Saldías looked at him, he didn’t understand. But he trusted Croce’s power of deduction, so he sat still, waiting.
There was over five thousand dollars in the room which hadn’t been taken. It wasn’t a robbery. So we’d think that it wasn’t a robbery . Croce started pacing in his mind , out in the field, to clear up his ideas. The Japanese had been the barbarians in World War II, but after that they’d been model servants, servile and laconic. There was a prejudice in their favor: Japanese never commit crimes. This was an exception, a detour. That’s what it was about.
“Barely 0.1 % of crimes in Argentina are committed by Japanese,” Croce said, target shooting in the dark, and fell asleep. He dreamt that he was riding a horse bareback again, like when he was little. He saw a hare in the lake. Or was it a duck? Up in the air, he saw a figure, like a frieze. And against the horizon he saw a duck that turned into a rabbit. The image appeared very clearly in the dream. He woke up and kept talking, as if resuming the paused conversation. “How many Japanese do you think live in our province?”

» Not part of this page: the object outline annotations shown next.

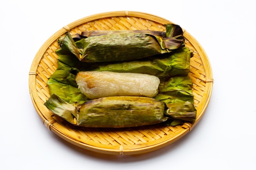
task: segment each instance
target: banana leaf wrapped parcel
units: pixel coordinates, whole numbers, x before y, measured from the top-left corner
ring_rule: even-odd
[[[105,50],[102,53],[101,45],[99,44],[92,50],[97,54],[95,57],[89,57],[85,54],[86,39],[111,35],[117,38],[122,31],[88,31],[72,35],[66,33],[59,40],[60,49],[56,51],[58,56],[58,67],[47,82],[51,97],[45,105],[55,115],[70,123],[82,126],[120,128],[162,123],[175,126],[184,121],[193,122],[195,120],[196,110],[193,106],[192,83],[188,75],[192,53],[184,46],[180,27],[173,24],[166,25],[166,32],[139,30],[139,33],[150,33],[151,38],[152,35],[158,36],[154,38],[155,41],[160,41],[157,43],[158,46],[161,46],[161,40],[171,38],[168,40],[172,40],[172,48],[162,46],[158,51],[159,53],[143,52],[145,55],[138,52],[128,55],[131,51],[129,46],[124,50],[127,55],[120,55],[115,50],[106,55]],[[134,31],[124,31],[123,33],[130,34]],[[175,44],[177,42],[180,45]],[[110,48],[112,47],[105,48]],[[155,76],[160,80],[158,93],[152,97],[122,94],[122,96],[90,99],[79,88],[76,78],[82,72],[102,71]],[[106,80],[102,84],[103,87],[106,86],[106,91],[108,90],[108,83],[112,83],[111,82]],[[120,82],[121,84],[121,81]],[[95,87],[93,82],[90,83],[89,87]],[[142,90],[146,88],[144,87]]]
[[[76,43],[67,32],[58,43],[61,48],[69,50],[82,62],[132,60],[169,53],[184,46],[180,27],[174,24],[166,26],[165,33],[148,30],[100,31],[99,33],[94,31]]]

“In the province I don’t know, but in Argentina 10,” Saldías improvised. “Out of a population of 23 million inhabitants, there must be some 32,000 Japanese.”
“Let’s say there are 8,500 Japanese in the province, 850 in the district. They might be dry cleaners, florists, bantamweight boxers, acrobats. Maybe a purse maker or two with slender hands, but no murderers.”
“They’re tiny.”
“The strange thing is he didn’t escape down the shaft of the service pulley. The witnesses saw him enter and leave the room through the door.”

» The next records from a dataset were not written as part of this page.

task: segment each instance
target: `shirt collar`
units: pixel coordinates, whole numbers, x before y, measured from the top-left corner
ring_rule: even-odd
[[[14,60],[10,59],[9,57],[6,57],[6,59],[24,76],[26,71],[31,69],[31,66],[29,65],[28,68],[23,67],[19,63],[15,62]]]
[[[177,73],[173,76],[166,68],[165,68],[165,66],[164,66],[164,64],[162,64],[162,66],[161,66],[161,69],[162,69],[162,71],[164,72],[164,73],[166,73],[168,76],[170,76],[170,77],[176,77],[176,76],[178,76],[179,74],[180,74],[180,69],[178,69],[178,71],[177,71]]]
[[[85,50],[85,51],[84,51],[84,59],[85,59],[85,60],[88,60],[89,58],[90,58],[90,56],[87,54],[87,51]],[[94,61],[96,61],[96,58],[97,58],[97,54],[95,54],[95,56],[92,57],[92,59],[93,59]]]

“True,” Saldías said, and specified, in a bureaucratic tone, “he didn’t use his physical particularities to assist him in the crime.”
Yoshio was delicate, fragile, he looked as if he were made of porcelain. Next to Durán, who was tall and mulatto, they made a very strange couple. Is beauty a moral trait? Maybe beautiful people have better character, they are more sincere, everyone trusts them, people want to touch them, see them, feel the tremor of their perfection. Besides, they were too different. Durán, with his Caribbean accent, seemed like he was always at a party. Yoshio, on the other hand, was laconic, furtive, very servile. The perfect servant.
“You saw that man’s hands, right? Small and weak. What kind of pulse, what kind of heart, would he have to stab somebody like that? As if he’d been killed by a robot.”
“A doll,” Saldías says.
“A gaucho, good with a knife.”
Croce immediately deduced that the crime must have had an instigator. Once he discarded the theory that would have solved the case at once — in other words, a crime of passion — he realized that someone else had to be implicated. All crimes are crimes of passion, Croce said, except crimes for hire. There was a call from the factory, that was strange. Luca never speaks with anyone, and even less by telephone. He doesn’t go out. He hates the countryside, the quiet of the plains, the sleeping gauchos, the owners who never work and just sit under the eaves of their houses staring at the horizon, or let time pass in the shade of their balconies, go out to fuck the local girls in the shed between the bags of maize, play dice through the night. He hates them. Croce can see the tall, abandoned factory building with its rotating beacon light, as if it were an empty fortress. The empty fortress . It’s not that he heard voices, the sentences simply reached him as if they were memories. I know him as if he were my son . Like lines written in the night. He knew very well what they meant, but not how they entered his head. Certainty is not the same as knowledge, he thought. It’s the precondition for knowledge. General Grant’s face was like a map, a footprint on the ground. A very scientific job. Grant, the butcher, with his kidskin glove.